EventBridge Alerting: Two-tier approach: (1) Real-time alerts for critical failures (database backups, production resources) using EventBridge rule → SNS → PagerDuty, (2) Daily summary alerts using scheduled Lambda that queries Athena for failure trends and sends formatted report via SNS → email. Implemented alert suppression using DynamoDB table tracking recent alerts per resource (prevents duplicate notifications within 4 hours). Alert logic queries last 3 backup attempts from Athena before deciding to alert.

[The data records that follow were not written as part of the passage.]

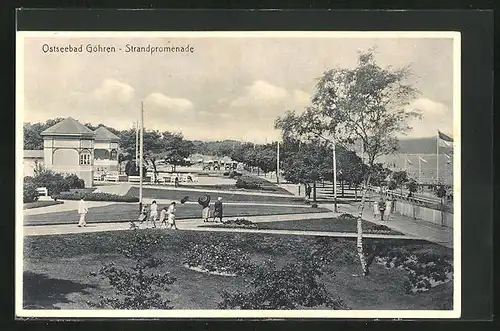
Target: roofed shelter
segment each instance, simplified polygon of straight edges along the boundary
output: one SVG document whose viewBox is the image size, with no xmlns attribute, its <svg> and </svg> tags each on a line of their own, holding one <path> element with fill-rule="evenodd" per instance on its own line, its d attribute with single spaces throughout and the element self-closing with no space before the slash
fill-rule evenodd
<svg viewBox="0 0 500 331">
<path fill-rule="evenodd" d="M 98 127 L 94 133 L 94 166 L 96 171 L 117 172 L 120 138 L 104 126 Z"/>
<path fill-rule="evenodd" d="M 43 137 L 44 166 L 55 172 L 76 174 L 92 187 L 94 179 L 95 133 L 72 117 L 40 134 Z"/>
</svg>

Results: Audit preparation time dropped from 3-4 days to 30 minutes. Compliance reports auto-generate weekly. Identified 12 resources with backup gaps in first month. Monthly operational cost: $45 (Lambda $8, Athena $10, S3 $15, QuickSight $12). System processes 200+ backup events daily across 180 resources. Recovery from backup data corruption now possible using Athena to identify last known good backup. Highly recommend this architecture for any organization with compliance reporting requirements.